Twilight Time's Blu-Ray release marks the first time this CinemaScope movie is FINALLY seen in its proper format. It first hit home video in 1985 (possibly timed with that year's "Gidget's Summer Reunion" TV movie) in pan and scan which was the norm of the time. Sony issued it on DVD in 2004 as part of a set with the two sequels Gidget Goes Hawaiian and Gidget Goes to Rome, presumably with an updated transfer but STILL panned and scanned to 4x3. (I later found that set at Big Lots for $3 and still passed on it.) Having re-watched the 1985 transfer on CED videodisc (one of the last ‘classic' titles to be released on that long-dead format) prior to receiving this disc, I found the movie didn't suffer too much from pan and scan, but it's still refreshing to see the entire picture. Director Paul Wendkos mainly worked on TV material, and interestingly uses the frame during indoor shots to show parts of the room far away from the characters, almost as if he were composing for a 4x3 frame with extra space left over. Not that it goes to waste- I noticed a doll sitting in a chair in Gidget's bedroom on the edge of the frame as she and her mother talk about her "boy problems"- perhaps symbolic of her departing childhood if I were to read too much into it. Overall the transfer is clean without any obvious tweaking to conform to today's aesthetics- Stuart Galbraith's review of the DVD here (part of which is quoted on this disc's back cover) notes that the Columbia Color is "an ugly yellow-brown" in some spots, but that seems to be intentional as the color still leans that way here. The clairity of the transfer does bring out the obviousness of the rear-projection used for some of the surfing shots as well as the use of an indoor set rather than an actual beach during the nighttime party held there.

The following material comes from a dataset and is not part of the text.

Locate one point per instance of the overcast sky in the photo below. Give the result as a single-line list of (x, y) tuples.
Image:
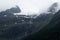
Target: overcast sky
[(27, 5)]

The mono audio is presented here in 2-channel DTS Master Audio (not 1-channel as indicated on the cover), but remains properly centered if your system is properly set- if your player has full DTS decoding on-board then you'll also be treated to Twilight Time's usual ‘whip' sound effect on the menus. It's also quite clean and surprisingly clear, as you might notice in the sound of a beach ball bouncing in an early scene. Hearing-impaired subtitles are included using large letters positioned across the screen in the same manner as closed captions.


This release is light on extras, with the biggest being a theatrical trailer in fair condition transferred in hi-def. Twilight Time's usual isolated score track is also present here which is a nice showcase for the mostly-jazzy music, with songs retaining their vocals. The printed insert features an insightful essay by Julie Kirgo, who mentions other films the cast appeared in around the same time and the movie's general significance. It would've been nice if the other two Gidget films had also been included here, but hopefully they'll at least show up later.

Final Thoughts:

Gidget is certainly a time capsule of a movie and certainly interesting to compare to the many "beach party" movies that followed. Anyone with a remote interest should definitely pick up this limited-edition release as it's never looked even half as good as it does here. Hopefully the other movies will follow, and as the 1965 TV series has already been on DVD I may have to check that out again. As an aside it seems that the books this movie were based on weren't quite so tame or innocent, so I may have to look into those as well.

Jesse Skeen is a life-long obsessive media collector (with an unhealthy preoccupation with obsolete and failed formats) and former theater film projectionist. He enjoys watching movies and strives for presenting them perfectly, but lacks the talent to make his own.